When Investing, Ignore The Experts’ Market Predictions

At the beginning of every year, financial firms and financial experts come out with their year-end targets for the major indices.  It’s an annual ritual that has gone on for decades. The experts’ predictions have been wildly wrong but that has not stopped them. Major financial publications and TV networks continue to give publicity to these worthless predictions.

To give you an example, in 2008, the median Wall Street forecast called for an 11% gain. Instead, the market fell by 38%.  If these experts couldn’t foresee the biggest recession in a generation, the chances are they won’t see the next one in a timely manner either.

Then, there are the perma-bulls who have bullish every day for decades, and the perma-bears that have been bearish for decades. These people often find pieces of data that align with their never-changing market view and publicize them. No one ever seems to hold them to account for their dismal record.

Markets have always been volatile.  There is nothing new in that regard.
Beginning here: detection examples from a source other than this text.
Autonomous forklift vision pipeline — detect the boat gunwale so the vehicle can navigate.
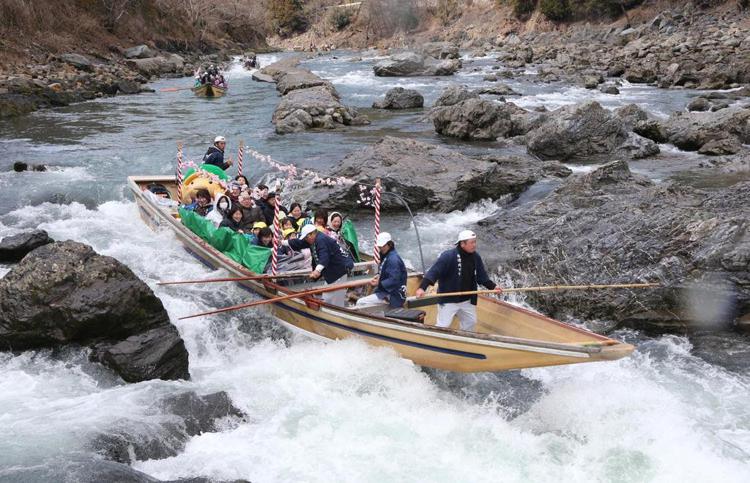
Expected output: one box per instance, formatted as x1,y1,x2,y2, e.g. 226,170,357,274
128,175,629,357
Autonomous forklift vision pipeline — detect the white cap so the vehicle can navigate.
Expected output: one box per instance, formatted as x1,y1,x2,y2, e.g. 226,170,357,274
375,231,393,248
456,230,477,243
299,223,317,238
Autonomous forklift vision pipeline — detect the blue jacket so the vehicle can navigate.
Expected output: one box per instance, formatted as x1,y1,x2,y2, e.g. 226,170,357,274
375,248,406,307
289,233,354,283
420,247,496,305
203,146,229,169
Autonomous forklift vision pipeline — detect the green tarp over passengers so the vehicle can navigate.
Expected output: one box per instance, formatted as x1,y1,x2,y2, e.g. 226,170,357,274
180,208,271,273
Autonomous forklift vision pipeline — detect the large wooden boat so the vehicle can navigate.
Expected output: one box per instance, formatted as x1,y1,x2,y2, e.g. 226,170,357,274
128,176,633,372
193,84,227,97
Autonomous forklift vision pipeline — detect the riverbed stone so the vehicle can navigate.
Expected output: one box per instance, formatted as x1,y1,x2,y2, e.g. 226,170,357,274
372,87,424,109
373,52,461,77
0,230,54,263
290,136,570,211
476,161,750,332
0,241,190,382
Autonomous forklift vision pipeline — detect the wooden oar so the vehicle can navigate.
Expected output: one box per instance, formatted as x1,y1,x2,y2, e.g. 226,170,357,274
159,87,192,92
406,283,661,308
179,278,371,320
156,272,312,285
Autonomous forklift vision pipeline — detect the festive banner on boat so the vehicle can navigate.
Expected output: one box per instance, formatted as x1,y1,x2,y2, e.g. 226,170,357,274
180,208,271,273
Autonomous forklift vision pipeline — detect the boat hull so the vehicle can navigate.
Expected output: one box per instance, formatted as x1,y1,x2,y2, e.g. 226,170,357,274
128,176,633,372
193,84,227,97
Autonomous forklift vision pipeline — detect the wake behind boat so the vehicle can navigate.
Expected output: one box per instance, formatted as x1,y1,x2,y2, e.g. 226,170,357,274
128,176,633,372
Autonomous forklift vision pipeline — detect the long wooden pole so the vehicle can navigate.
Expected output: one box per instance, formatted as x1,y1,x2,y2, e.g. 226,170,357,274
156,271,312,285
179,278,370,320
407,283,661,307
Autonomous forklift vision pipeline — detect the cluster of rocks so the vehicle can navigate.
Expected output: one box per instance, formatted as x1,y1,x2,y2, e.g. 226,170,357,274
0,45,223,118
477,161,750,330
288,136,570,211
373,52,461,77
0,238,190,382
430,86,659,160
474,3,750,93
259,58,370,134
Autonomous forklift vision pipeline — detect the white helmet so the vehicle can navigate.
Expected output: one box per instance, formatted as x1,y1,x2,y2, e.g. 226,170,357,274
375,231,393,248
456,230,477,243
299,223,317,238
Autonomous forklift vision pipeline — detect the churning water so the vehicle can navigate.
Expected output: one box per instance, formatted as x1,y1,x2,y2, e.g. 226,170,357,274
0,52,750,482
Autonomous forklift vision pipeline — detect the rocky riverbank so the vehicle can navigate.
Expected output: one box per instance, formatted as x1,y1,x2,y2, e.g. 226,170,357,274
0,45,235,118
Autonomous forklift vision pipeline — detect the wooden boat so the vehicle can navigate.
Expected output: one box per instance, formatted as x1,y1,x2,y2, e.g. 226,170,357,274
128,176,633,372
193,84,227,97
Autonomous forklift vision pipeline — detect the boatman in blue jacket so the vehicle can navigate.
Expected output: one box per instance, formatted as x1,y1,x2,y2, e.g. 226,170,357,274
282,225,354,307
416,230,502,331
357,232,406,308
203,136,232,170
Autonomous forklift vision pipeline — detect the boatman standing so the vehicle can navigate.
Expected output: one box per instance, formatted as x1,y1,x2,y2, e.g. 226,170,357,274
282,225,354,307
357,232,406,308
203,136,232,170
416,230,502,331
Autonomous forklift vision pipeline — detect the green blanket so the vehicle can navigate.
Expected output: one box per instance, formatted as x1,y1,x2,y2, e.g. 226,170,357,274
180,208,274,273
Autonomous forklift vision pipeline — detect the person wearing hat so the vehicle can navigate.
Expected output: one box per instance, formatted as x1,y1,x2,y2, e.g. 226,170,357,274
357,232,406,308
416,230,502,331
282,225,354,307
239,191,265,232
203,136,232,169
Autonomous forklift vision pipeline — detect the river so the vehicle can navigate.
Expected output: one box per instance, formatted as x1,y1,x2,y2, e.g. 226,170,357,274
0,51,750,482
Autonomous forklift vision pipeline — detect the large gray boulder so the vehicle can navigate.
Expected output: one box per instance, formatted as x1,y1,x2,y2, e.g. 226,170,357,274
477,161,750,331
433,85,479,107
123,44,156,59
432,99,513,141
664,107,750,151
272,86,369,134
422,42,461,59
295,136,570,211
527,101,659,160
0,230,54,263
372,87,424,109
0,241,189,382
373,52,461,77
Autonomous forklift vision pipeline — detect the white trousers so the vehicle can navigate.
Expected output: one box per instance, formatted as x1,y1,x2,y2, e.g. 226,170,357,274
321,275,349,307
435,300,477,331
357,293,388,309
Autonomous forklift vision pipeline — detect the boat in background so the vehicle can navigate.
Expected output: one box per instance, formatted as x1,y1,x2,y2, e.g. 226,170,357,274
128,176,634,372
193,84,227,97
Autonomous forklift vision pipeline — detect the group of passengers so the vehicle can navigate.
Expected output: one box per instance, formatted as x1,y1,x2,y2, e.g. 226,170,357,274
181,137,501,330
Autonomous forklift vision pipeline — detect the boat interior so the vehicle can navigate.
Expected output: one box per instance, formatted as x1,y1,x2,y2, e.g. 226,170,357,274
135,176,617,345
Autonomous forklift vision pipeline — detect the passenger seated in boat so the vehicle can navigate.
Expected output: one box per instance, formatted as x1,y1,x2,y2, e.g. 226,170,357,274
239,192,265,232
279,216,296,233
234,174,250,193
357,232,406,308
288,203,305,229
255,227,273,248
328,211,354,259
203,136,233,169
313,208,328,235
283,225,354,307
185,189,213,216
227,181,242,203
206,195,233,227
219,206,245,233
261,193,286,226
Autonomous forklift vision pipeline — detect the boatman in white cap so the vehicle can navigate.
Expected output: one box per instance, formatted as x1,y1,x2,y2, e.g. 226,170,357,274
416,230,502,331
203,136,232,169
281,224,354,307
357,232,406,308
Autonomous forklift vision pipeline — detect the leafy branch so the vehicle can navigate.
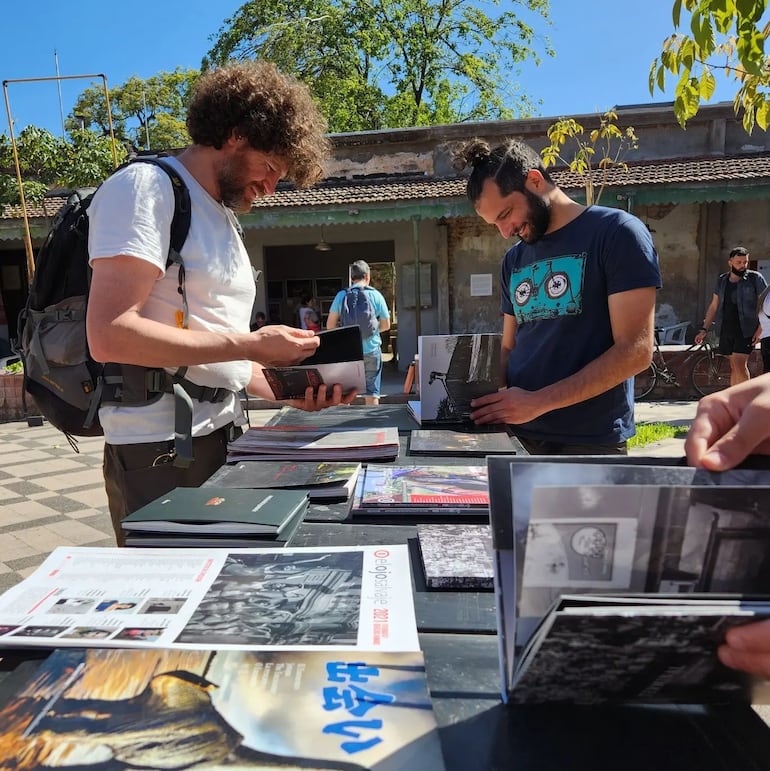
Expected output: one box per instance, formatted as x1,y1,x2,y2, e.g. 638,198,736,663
540,110,639,206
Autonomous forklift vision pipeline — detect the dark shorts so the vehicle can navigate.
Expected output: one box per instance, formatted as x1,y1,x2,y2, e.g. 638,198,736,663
717,329,754,356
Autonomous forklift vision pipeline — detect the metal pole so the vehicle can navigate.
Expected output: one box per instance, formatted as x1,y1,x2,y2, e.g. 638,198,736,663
3,80,35,283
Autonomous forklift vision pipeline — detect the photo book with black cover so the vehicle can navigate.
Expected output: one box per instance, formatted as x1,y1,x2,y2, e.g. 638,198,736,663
0,649,444,771
417,524,493,590
121,487,308,538
203,460,361,501
263,326,366,401
487,456,770,704
409,428,518,458
227,426,399,463
353,464,489,517
413,334,501,426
But attaching data and news to the volatility makes experts look like they know what they are talking about. But their record suggests otherwise.
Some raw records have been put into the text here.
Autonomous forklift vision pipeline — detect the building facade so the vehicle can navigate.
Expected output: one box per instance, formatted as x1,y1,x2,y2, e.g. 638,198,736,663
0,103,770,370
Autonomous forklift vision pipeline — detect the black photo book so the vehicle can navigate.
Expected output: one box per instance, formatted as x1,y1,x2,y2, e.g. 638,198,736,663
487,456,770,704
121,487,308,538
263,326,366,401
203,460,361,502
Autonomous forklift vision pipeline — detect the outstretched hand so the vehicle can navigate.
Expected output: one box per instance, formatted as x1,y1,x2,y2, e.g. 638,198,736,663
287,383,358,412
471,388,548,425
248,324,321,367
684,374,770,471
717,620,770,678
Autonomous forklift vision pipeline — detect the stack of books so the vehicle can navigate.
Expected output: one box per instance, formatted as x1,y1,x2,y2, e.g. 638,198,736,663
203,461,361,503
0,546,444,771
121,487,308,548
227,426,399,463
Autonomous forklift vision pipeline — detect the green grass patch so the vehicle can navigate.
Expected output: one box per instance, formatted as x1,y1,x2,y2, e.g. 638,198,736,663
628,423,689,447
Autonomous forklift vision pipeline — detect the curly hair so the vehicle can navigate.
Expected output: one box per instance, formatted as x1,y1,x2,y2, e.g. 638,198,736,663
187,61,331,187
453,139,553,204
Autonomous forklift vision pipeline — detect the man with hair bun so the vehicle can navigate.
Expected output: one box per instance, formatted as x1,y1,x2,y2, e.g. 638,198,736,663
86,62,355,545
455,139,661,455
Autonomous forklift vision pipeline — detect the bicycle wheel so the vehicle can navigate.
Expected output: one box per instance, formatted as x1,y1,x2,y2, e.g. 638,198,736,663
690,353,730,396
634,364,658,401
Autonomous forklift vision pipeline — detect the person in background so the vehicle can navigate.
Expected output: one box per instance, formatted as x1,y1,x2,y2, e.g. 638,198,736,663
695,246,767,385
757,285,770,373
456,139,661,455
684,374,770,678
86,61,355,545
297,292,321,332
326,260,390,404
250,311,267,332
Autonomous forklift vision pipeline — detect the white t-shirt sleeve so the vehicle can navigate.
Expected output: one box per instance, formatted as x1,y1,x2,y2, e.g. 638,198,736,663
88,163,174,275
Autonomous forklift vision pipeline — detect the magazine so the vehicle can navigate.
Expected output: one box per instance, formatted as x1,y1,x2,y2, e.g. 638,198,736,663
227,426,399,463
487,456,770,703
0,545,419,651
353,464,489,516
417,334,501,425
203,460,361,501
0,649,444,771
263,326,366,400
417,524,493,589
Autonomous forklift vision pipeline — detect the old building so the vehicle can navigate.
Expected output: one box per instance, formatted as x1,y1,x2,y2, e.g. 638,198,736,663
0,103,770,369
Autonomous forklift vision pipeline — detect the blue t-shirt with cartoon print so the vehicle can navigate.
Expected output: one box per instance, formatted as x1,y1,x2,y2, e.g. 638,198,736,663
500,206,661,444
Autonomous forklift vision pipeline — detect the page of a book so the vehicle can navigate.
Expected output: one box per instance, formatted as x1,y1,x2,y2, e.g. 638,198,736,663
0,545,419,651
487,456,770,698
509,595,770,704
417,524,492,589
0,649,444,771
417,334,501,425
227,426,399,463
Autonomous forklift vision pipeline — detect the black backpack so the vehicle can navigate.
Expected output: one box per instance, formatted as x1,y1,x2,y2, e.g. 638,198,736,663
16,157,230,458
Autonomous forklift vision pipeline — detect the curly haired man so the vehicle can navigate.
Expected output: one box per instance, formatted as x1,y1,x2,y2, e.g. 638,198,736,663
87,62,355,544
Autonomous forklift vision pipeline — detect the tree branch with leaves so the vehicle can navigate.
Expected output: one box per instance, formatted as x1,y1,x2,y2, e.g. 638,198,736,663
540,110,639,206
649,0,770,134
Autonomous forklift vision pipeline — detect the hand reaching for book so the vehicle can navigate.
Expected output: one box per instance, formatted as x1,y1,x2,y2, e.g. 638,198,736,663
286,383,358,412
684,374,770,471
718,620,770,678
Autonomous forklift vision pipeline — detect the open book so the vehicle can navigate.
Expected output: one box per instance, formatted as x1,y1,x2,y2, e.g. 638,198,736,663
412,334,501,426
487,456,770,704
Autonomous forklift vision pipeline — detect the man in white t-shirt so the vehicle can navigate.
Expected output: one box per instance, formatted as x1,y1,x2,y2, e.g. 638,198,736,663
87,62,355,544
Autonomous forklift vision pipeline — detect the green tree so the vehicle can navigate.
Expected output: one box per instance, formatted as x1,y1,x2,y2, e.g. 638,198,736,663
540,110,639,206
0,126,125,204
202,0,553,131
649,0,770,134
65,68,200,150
Warren Buffet once said, “The stock market is a device for transferring money from the impatient to the patient”.  Can you be a disciplined investor and disregard the noise? Doing so can be immensely profitable to your portfolio.

What’s an investor to do to tune out all this noise and focus on what matters?

Focus on Buying Quality Companies 

Ignore the market fluctuations.  Market corrections are healthy and act as foundation for the next leg up.  Markets with no correction encourage bad behavior from market participants and is generally unhealthy.

Don’t Listen To Experts

Stick to your strategy.  While you should be informed about the economy and markets,  don’t become too fixated on the day-to-day movements of stocks, and economic indicators.  Don’t look at your portfolio every day.  Looking at it every quarter may be just fine. That way, you won’t take impulsive action based on short term movements in your portfolio.

Limit Changes To Your Portfolio

Make changes to your portfolio once a year unless there are life changes that necessitate more frequent changes.

Focus on asset allocation

Focus on asset allocation based on your risk tolerance, rather than on individual stocks in your portfolio.  Proper asset allocation may impact you more than the individual stocks or bonds you own.

Average performance is good enough

Everyone wants to beat the market. I have never understood the reason for that?  A hedge fund manager with decades of experience trail the market.  Even Warren Buffet goes through periods where he trails the market indices In wanting to beat the market, people take excessive risks and end up trailing the major indices.  Investing in low-cost mutual funds or ETFs, or a basket of good quality companies may be sufficient for most investors.

Bottom Line

Stick to your investing strategy at all times.  Don’t listen to the prognosticators.  They may sound very smart but their predictions won’t help you make a dime.